Llegó al lugar sumido en la tristeza de la desesperación, cuando una voz dulce deleitó sus oídos y unos ojos negros que le quemaban el alma le recibieron con amabilidad. La conversación fue surgiendo entre las dos personas, él le contaba sus estudios y ella curiosa e inquieta preguntaba, deseosa de alcanzar el saber que él le podía ofrecer. Las presentaciones se hicieron a lo largo de la noche velada por los astros, él, Pithókritos, un hijo de artesanos y aprendiz, ella, Niké, hija de un mercader extranjero y heteraita, acostumbrada a satisfacer los deseos corpóreos e intelectuales de los hombres. Al finalizar la velada su risa era ya fluida como el trino de un pájaro cuando comienza la primavera, su pelo desordenado le daba un aspecto de la diosa de la cual poseía el nombre, de la victoria, sus ojos, ahora sonrientes, amenazaban con enamorarse.
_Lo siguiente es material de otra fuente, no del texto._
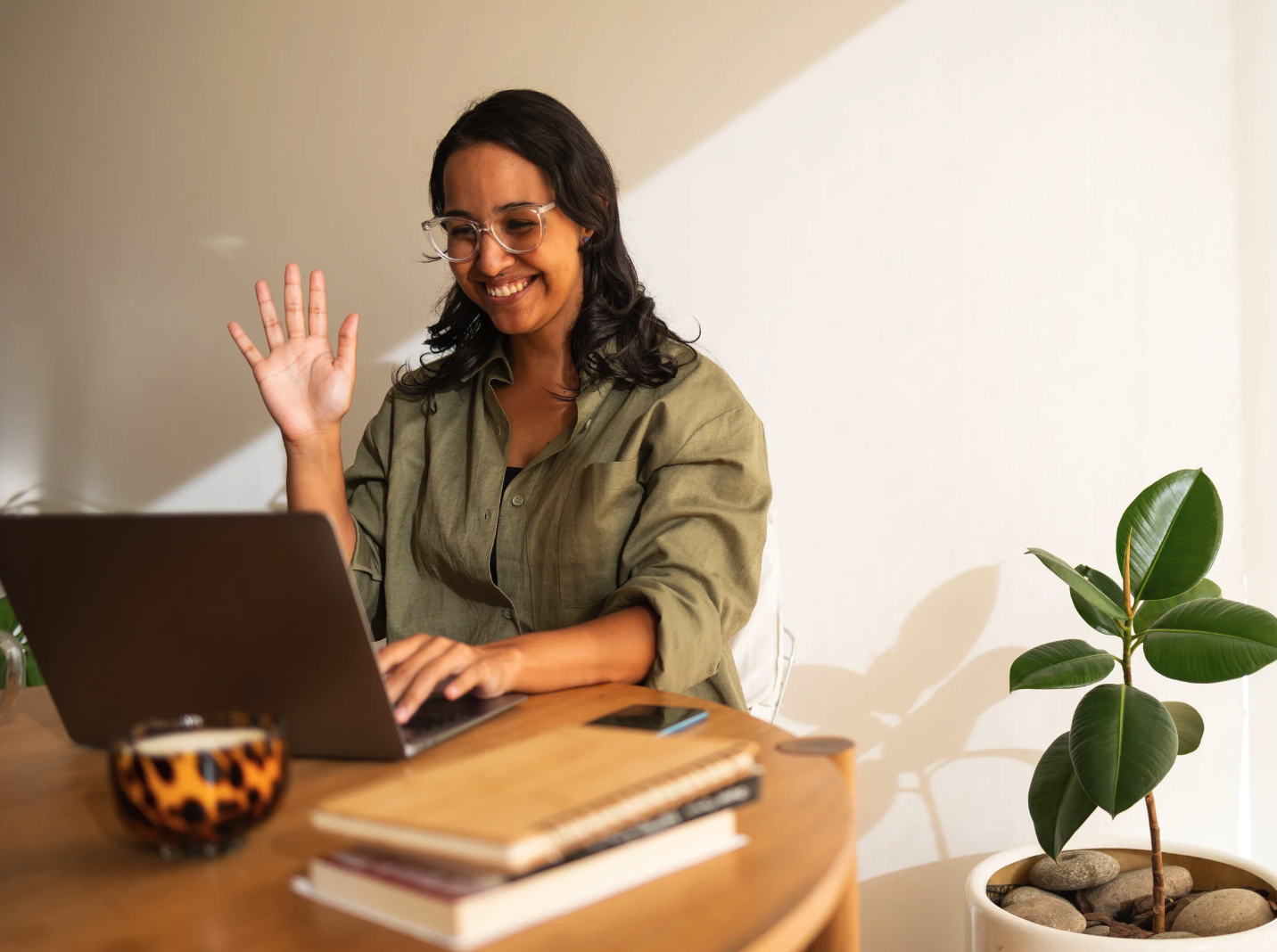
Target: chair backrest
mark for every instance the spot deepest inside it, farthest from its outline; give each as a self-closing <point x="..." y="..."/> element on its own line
<point x="759" y="647"/>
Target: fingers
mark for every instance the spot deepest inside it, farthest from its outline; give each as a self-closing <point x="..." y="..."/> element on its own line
<point x="455" y="660"/>
<point x="467" y="680"/>
<point x="346" y="340"/>
<point x="269" y="319"/>
<point x="292" y="316"/>
<point x="318" y="307"/>
<point x="247" y="348"/>
<point x="399" y="677"/>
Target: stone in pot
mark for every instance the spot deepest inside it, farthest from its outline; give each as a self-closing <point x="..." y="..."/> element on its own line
<point x="1045" y="909"/>
<point x="1225" y="911"/>
<point x="1122" y="892"/>
<point x="1076" y="869"/>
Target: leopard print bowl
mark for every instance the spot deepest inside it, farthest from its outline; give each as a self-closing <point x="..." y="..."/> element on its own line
<point x="194" y="786"/>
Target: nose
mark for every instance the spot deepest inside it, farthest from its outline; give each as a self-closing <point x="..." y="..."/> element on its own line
<point x="490" y="257"/>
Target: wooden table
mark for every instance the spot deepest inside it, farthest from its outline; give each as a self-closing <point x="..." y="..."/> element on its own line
<point x="71" y="880"/>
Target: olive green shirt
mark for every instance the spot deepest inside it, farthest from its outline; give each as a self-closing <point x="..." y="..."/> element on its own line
<point x="654" y="497"/>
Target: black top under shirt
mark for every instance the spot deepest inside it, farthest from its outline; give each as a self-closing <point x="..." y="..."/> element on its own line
<point x="511" y="472"/>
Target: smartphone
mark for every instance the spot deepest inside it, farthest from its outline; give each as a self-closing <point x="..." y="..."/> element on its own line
<point x="658" y="718"/>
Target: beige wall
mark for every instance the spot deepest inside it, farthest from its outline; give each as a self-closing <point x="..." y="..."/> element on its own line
<point x="161" y="157"/>
<point x="1013" y="266"/>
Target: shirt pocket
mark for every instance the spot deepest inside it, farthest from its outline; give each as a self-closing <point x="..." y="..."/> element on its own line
<point x="600" y="509"/>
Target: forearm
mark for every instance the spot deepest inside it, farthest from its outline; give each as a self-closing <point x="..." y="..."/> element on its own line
<point x="618" y="647"/>
<point x="316" y="484"/>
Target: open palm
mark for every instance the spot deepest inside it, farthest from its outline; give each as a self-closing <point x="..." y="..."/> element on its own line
<point x="305" y="388"/>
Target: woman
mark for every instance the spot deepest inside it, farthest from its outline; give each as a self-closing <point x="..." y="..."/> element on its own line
<point x="570" y="496"/>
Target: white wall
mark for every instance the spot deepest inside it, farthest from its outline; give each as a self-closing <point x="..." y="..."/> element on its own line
<point x="978" y="272"/>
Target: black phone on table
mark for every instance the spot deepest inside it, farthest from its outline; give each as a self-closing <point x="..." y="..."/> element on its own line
<point x="663" y="718"/>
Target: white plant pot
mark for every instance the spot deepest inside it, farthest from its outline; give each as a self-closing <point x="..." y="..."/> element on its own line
<point x="993" y="929"/>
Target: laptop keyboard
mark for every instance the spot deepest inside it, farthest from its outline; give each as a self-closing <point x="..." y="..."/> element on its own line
<point x="431" y="720"/>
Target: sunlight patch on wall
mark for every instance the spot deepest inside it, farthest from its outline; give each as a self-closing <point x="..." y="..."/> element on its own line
<point x="248" y="480"/>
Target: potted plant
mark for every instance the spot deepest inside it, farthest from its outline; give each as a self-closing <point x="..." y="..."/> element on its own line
<point x="1123" y="741"/>
<point x="9" y="623"/>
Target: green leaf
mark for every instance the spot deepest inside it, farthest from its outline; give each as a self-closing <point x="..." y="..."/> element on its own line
<point x="1152" y="611"/>
<point x="1097" y="620"/>
<point x="1188" y="724"/>
<point x="1087" y="590"/>
<point x="1175" y="527"/>
<point x="1123" y="742"/>
<point x="1058" y="803"/>
<point x="1067" y="664"/>
<point x="1211" y="639"/>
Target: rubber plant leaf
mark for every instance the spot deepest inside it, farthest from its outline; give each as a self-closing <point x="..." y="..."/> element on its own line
<point x="1152" y="611"/>
<point x="1058" y="803"/>
<point x="1188" y="724"/>
<point x="1211" y="639"/>
<point x="1099" y="620"/>
<point x="1175" y="527"/>
<point x="1123" y="742"/>
<point x="1067" y="664"/>
<point x="1087" y="590"/>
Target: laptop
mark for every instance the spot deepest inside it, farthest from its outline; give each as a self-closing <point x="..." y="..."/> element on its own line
<point x="135" y="617"/>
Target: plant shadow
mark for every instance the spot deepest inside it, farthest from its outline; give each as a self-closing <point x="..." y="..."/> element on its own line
<point x="910" y="714"/>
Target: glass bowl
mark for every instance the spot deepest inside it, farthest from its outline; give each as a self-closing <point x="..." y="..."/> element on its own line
<point x="194" y="786"/>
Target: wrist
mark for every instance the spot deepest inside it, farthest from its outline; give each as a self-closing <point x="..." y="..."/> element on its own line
<point x="318" y="442"/>
<point x="507" y="659"/>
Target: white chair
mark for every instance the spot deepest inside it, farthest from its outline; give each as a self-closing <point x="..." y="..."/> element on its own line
<point x="764" y="648"/>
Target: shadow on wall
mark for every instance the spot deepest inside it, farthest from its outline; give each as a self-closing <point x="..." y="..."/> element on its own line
<point x="910" y="714"/>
Sólo dos personas que se amaban y deseaban luchaban, bajo la luna y contra las olas del mar por llegar a ser un único ente perfecto. El deseo y la pasión con el transcurso del tiempo dejaron lugar al amor.
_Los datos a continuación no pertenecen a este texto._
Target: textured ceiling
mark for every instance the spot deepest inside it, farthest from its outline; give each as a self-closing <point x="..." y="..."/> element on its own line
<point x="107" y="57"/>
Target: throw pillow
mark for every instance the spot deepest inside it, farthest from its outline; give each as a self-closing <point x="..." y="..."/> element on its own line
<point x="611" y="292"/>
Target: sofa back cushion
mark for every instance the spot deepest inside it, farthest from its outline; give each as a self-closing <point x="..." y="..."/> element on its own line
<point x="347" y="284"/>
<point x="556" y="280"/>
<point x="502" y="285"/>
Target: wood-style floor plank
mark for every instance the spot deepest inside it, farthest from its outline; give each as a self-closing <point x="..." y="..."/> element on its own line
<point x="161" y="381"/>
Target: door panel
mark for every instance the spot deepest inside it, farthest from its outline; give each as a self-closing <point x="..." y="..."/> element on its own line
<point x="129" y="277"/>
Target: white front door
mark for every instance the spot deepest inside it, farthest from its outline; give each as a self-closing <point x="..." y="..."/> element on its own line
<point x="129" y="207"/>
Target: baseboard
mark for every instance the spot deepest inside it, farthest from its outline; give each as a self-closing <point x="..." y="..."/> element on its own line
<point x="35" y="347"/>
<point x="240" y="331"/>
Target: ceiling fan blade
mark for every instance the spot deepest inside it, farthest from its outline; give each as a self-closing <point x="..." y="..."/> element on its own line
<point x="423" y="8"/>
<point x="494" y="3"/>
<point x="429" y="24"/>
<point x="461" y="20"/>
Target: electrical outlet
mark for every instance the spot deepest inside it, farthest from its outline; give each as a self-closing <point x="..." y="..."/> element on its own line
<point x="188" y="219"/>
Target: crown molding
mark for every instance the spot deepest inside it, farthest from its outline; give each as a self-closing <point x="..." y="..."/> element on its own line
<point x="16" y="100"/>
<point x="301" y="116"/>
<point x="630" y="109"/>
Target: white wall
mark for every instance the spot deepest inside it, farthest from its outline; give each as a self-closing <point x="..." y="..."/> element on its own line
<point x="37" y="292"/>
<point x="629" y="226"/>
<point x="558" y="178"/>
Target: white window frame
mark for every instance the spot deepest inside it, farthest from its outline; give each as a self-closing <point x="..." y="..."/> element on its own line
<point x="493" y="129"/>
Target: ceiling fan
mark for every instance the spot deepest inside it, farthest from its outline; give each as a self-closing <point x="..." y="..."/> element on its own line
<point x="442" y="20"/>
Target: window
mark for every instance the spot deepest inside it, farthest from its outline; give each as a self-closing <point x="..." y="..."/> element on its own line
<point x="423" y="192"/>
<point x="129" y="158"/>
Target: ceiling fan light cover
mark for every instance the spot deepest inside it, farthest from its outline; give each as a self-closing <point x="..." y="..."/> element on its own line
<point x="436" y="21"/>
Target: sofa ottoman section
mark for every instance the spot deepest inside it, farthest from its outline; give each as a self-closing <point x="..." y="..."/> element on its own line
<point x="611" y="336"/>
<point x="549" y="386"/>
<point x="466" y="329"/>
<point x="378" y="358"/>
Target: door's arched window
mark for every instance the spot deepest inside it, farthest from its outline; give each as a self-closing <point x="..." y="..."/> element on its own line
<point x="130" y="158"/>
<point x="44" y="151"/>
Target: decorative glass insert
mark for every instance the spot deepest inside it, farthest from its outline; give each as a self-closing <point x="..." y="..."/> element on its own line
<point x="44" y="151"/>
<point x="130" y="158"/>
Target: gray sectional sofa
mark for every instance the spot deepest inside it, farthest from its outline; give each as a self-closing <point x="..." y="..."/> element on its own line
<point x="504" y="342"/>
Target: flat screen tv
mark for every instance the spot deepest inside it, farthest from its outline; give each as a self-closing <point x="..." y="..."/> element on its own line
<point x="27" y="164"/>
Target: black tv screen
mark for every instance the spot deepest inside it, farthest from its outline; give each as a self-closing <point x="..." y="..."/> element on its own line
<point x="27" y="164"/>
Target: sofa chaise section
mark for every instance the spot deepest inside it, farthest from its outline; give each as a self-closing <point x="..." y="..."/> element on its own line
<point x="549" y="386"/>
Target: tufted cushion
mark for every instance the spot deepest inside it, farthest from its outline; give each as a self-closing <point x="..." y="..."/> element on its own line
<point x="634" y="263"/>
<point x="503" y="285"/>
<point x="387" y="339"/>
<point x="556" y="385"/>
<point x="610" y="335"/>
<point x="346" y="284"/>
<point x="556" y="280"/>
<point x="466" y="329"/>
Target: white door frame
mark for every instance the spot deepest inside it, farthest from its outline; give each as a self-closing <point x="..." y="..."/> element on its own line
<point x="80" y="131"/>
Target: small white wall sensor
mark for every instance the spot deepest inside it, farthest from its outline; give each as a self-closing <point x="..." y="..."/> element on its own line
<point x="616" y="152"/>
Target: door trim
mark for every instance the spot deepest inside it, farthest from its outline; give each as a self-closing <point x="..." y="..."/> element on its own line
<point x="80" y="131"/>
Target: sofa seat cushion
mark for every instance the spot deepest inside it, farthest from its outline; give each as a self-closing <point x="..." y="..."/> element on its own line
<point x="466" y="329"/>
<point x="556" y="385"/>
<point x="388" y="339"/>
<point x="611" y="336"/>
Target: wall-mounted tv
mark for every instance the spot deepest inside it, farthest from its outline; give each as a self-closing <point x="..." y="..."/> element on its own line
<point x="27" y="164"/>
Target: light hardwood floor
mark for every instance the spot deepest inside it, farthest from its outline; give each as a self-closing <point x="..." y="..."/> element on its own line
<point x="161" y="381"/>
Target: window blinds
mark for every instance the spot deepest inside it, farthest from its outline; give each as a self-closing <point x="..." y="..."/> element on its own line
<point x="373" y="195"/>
Pithókritos dejó a su maestro para comenzar con la pintura, que con el tiempo lo llevó a iniciarse en la escultura. Niké, sin embargo, tenía problemas, pues su amor florecía pero a su vez los frutos de éste comenzaban a hacerse presentes en el rincón más interno de su ser, no fueron pocas las peleas que desencadenaron el oficio de la joven con su amante, pues como acostumbra a ser un apasionado compañero locamente enamorado, no consentía el deleite de otros hombres con ella, así se cernió sobre ellos un futuro incierto.
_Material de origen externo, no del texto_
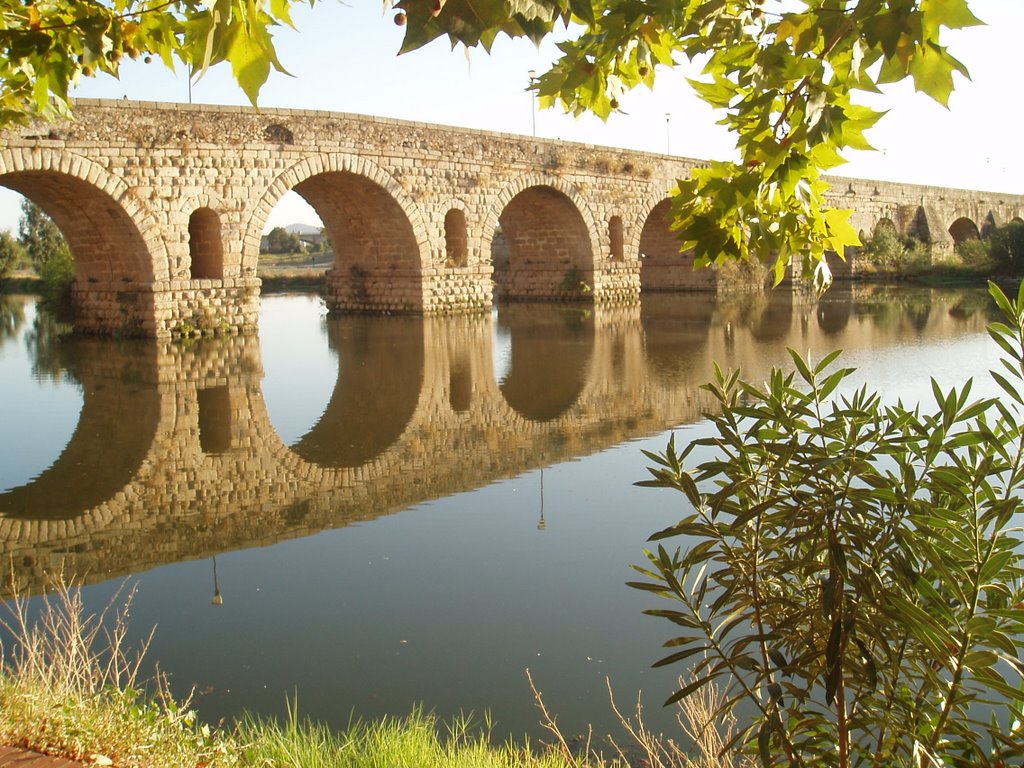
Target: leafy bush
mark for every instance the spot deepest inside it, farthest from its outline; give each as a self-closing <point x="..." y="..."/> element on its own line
<point x="848" y="568"/>
<point x="974" y="253"/>
<point x="1006" y="244"/>
<point x="12" y="255"/>
<point x="887" y="252"/>
<point x="57" y="274"/>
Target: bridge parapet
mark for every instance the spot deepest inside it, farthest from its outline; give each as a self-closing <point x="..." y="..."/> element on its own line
<point x="164" y="207"/>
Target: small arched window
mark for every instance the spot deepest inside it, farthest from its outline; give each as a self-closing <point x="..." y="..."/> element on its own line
<point x="206" y="248"/>
<point x="615" y="238"/>
<point x="456" y="238"/>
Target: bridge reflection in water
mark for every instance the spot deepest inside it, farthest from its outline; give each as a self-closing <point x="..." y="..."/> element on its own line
<point x="175" y="458"/>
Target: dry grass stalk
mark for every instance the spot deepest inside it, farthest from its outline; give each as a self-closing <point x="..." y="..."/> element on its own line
<point x="696" y="716"/>
<point x="549" y="722"/>
<point x="68" y="651"/>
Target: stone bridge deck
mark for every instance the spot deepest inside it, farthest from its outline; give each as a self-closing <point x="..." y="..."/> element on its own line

Niké representando siempre del nombre que llevaba jamás se dejó vencer por los consejos de su amado, era un impulso interior que la empujaba a cumplir su cometido. “Es mi destino” le decía llorando a Pithókritos. Éste, en cambio, dejó poco a poco de comprender el espíritu intacto y la fuerza, la vigorosidad y la vida que representaba el alma de Niké.

Su corazón le pertenecía a ella pero no podía soportar la incertidumbre. Decidió abandonar la polis y desplazarse, intentar iniciar una nueva vida. Decírselo a su amada fue lo más doloroso que hizo en toda su existencia, miró esos ojos que le amaban, en la playa donde habían florecido como un solo ser. Toda su existencia, su espíritu etéreo, intacto, intacto, se desvanecía por el dolor, contrayéndose para dejar escapar con lentos suspiros todo aquello que la caracterizaba. Pithókritos partió pero antes de hacerlo decidió mirar una sola vez más hacia atrás. El ángel en sí que era Niké resplandecía, dorada por unos rayos de sol invocados desde el cielo, una suave brisa movía su chitón y su cuerpo suavemente golpeado por las olas lucía ya las leves curvas que representaba un próximo alumbramiento.

En ese momento podernos volver a la sala oscura del burgués donde permanecía Niké, Nikí de Samotracia o Victoria de Samotracia, su cuerpo congelado en la piedra por Pithókritos quedó siempre en su recuerdo. Ella, una enamorada entregada, no pudo sobrevivir sin aquel ser que la mantenía con ganas de vivir.

Podemos decir que aquel aristócrata tenía la más bella representación de una persona en su salón, una hermosa mujer que perdió su alma por el hombre al que amaba y por el que entregó su alma a la dura piedra, que conservara la belleza de la vida y dolor de ésta en un elemento que jamás llegó a ser destruido.